Endings are hard. I associate the word with pain. We moved house first when i was two and I could only cope by sitting on the floor with photo albums as the removal men packed up the house around us.
Since then, there have been many more endings: leaving Harpenden when I was 9 and the anguish at being separated from my friends; leaving Solihull at 16 then a month later leaving home to go to boarding school... two years after that, the pain at leaving that school and my very close friends was just as bad. I could go on.
However, in typing this, it is clear that each painful ending has been followed by another one precisely because that ending has been a new beginning. If I'd remained deeply unhappy at leaving Harpenden and had not been able to move on and make new friends and find a new life in Solihull, my pain when leaving there at 16 would not have existed.

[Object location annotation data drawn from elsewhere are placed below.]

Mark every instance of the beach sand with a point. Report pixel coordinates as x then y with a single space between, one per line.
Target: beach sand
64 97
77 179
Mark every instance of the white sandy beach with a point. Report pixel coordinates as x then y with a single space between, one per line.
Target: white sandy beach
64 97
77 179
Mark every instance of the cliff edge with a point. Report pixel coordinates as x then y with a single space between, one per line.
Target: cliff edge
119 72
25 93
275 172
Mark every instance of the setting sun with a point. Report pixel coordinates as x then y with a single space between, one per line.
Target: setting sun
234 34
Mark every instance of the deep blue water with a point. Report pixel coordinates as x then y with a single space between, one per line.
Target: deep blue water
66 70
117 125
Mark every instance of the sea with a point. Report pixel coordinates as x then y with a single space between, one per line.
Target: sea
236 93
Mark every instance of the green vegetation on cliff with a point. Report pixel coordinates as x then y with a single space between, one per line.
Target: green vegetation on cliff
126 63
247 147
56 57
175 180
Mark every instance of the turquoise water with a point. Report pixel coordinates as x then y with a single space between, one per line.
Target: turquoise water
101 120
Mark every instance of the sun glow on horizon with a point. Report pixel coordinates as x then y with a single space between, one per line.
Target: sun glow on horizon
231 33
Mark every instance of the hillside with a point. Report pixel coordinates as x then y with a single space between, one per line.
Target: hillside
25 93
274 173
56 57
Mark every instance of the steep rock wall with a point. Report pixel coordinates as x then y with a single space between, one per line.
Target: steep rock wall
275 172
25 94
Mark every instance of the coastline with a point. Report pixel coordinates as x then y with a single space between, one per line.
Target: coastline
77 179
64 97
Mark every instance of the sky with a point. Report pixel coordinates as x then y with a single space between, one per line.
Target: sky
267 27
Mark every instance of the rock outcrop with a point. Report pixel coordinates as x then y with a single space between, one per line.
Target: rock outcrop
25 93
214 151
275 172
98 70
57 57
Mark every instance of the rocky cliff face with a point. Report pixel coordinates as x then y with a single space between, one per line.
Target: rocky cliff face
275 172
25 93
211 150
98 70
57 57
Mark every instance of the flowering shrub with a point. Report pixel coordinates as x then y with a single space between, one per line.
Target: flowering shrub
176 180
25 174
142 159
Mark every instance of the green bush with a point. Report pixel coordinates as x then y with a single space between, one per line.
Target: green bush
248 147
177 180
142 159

This kind of reminds me of the metaphor of anorexia as a life raft in a shipwreck. It manages to keep you afloat in a time of deep turmoil but you have to let go of it in order to swim to the ship that has come to rescue you. But letting go is terrifying: how do you know that you will reach the ship? isn't it more likely that you'll drown in the space between the two. Yet the ship represents safety: a new beginning.
The ending point of an ED, the start of the recovery process... these things are terrifying. They will cause all sorts of pain and anguish. But we have to trust that time will allow us to find safety in something better: in life; in living; in finding and being ourselves.